Every student who’s completed a summer internship can point to the incredible learning experience on the job, but also the awkward moments that result from throwing college students into high-pressure work environments.
For Victoria Piskarev, a junior at Stevens Institute of Technology who’s majoring in Quantitative Finance at the School of Business, that awkward moment is one she’ll raise a glass to someday: Her work was so good that her colleagues assumed she was a master’s student, and invited her to drinks after work — which, still being shy of 21 years old, she had to decline.
In talking to Piskarev, you see the kind of maturity to which managers and recruiters so readily respond. Over the summer, she worked in the Office of the Comptroller’s Bureau of Asset Management for the City of New York, but she’s been a regular at recruiting events as long as she’s been a Stevens student.
Meeting recruiters as a freshman
“I remember as a freshman going to the career center and asking if I could attend different corporate networking events, and the answer was always yes,” Piskarev said. “Even as a freshman, I was able to meet people from Goldman Sachs, Deloitte, Workday — it was a great experience to get out of my comfort zone and learn to talk to recruiters.”

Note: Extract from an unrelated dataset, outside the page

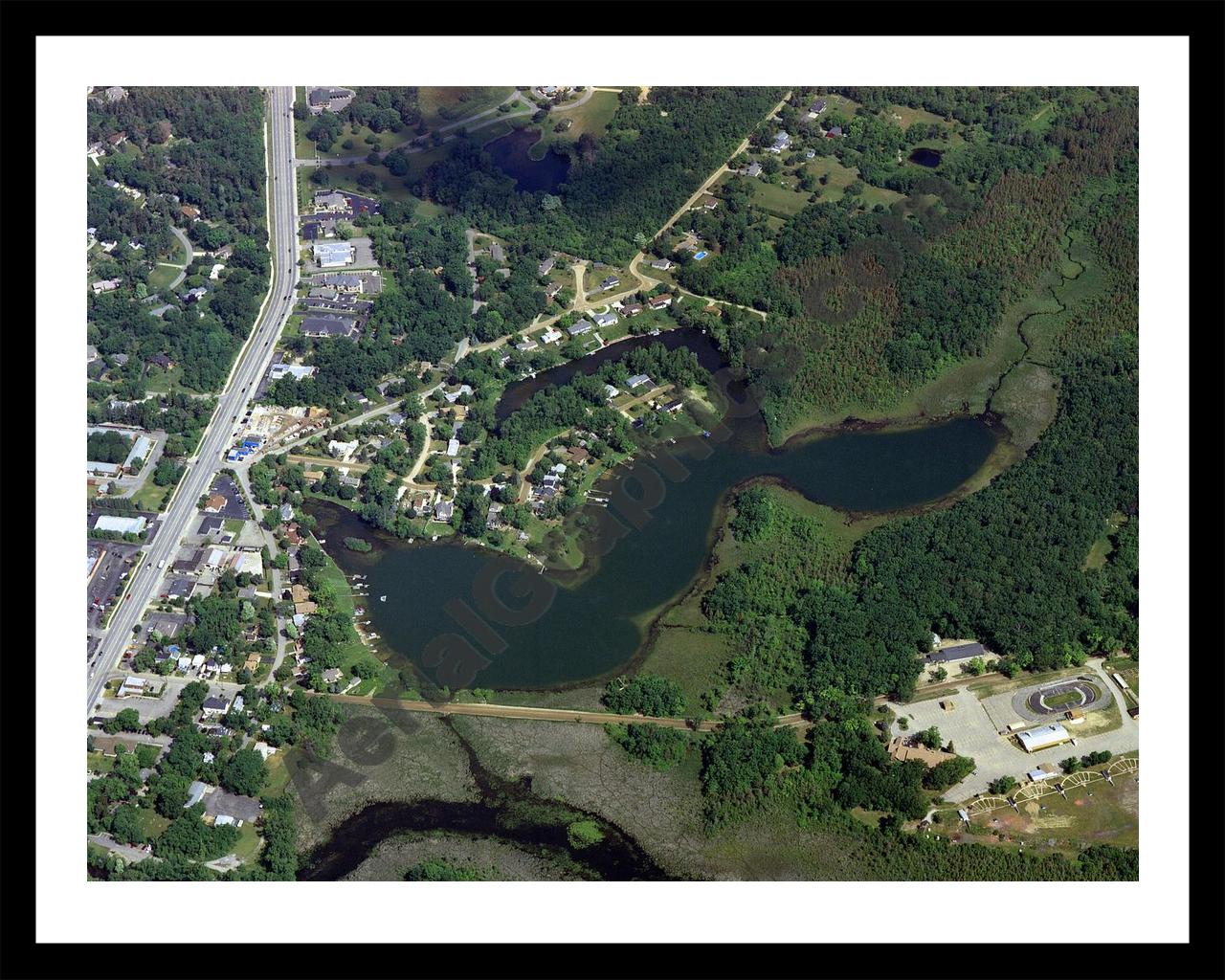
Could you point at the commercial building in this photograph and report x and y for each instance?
(332, 254)
(1042, 738)
(122, 524)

During her summer in city government, she worked in risk management, which is heavily concerned with the different assets the city invests its pension funds in — New York’s $170 billion portfolio is second in size only to California. Her focus was an environmental social government analysis project she spearheaded. Called ESG for short, it consisted of building a database of her researches into how other pension funds dealt with such nontraditional investment considerations, and presenting her findings to leadership.
Government pension investment comes with different constraints than other retirement vehicles, and ESG is fast becoming a consideration in this circle — in May, there was a protest in New York about divestment from fossil fuels, “which made the research I was doing even more important,” she said. “More people are starting to ask: Is it important to look at how eco-friendly a portfolio is in selecting active managers?”
Most Stevens students find themselves working in large companies during the summer, especially in banking or consulting. Piskarev, who had a more traditional internship under her belt already — at Centriply, a New York-based marketing and advertising startup — saw the government posting as a once-in-a-lifetime opportunity, but had some trepidation about taking it, especially with offers from Time Warner and Marsh & McLennan on the table, also.
“I only had three days to make a decision,” she said. “Fortunately, I talked to Michelle Crilly, in the Student Support Center, and Professor George Calhoun, and they helped me make my decision, based on the kind of work I’d get to do.”
At first, Piskarev, it felt like she may have made the wrong choice, especially when she met the other intern her office had hired — a Ph.D. student who was given high-profile projects while she was passed over.
She felt discouraged — but said her Stevens experiences helped her get over that in a hurry.
'Passion and determination go a long way'
“I thought about how at my two years at Stevens, I’ve learned that passion and determination go a long way,” said Piskarev, a co-creator of Stevens Women in Business, which runs networking and professional development opportunities for students. “Maybe I can’t input quite as much knowledge as a Ph.D. student, but I was really interested, I really wanted to learn — and they saw that, and gave me my own project and other tasks to encourage my curiosity.”
In carving out her role through her internship, Piskarev also further built out her professional network — including meeting a director of corporate governance, who was working on an ESG analysis of his own.
“What’s really interesting about the government is that so many of the people I met are retired traders, with so much experience in finance,” she said. “And they take their jobs very seriously — it’s not just about making money, these people want to make money for people who are retired. It gave me perspective as I thought about how my work fits into my career plans.”
Technology skills a difference-maker
Her background in the Quantitative Finance program eased her the transition to the workplace. Piskarev is Bloomberg certified, as a result of technology in Stevens’ Hanlon Financial Systems Center, and is fluent in R — two tools she frequently used on the job.
“In class, Professor Ionut Florescu assigned a lot of projects in R, which was helpful, because they wanted me to do a lot of testing in R,” Piskarev said. “And my QF background has really helped me develop a mindset of how to use technology in thinking about ways to solve problems.”
Piskarev will have a more traditional internship next year, at EY, but said she’s proud of what she accomplished in government and the relationships she made. She’s not sure she’ll return to that kind of work, but at least if she does, she won’t have to turn down an invitation to an after-work drink.
“What you put in is what you get out, and I put a lot into this internship, and I really feel it paid off in the end,” she said. “And I really feel the work I did has potential to create meaningful change in the future.”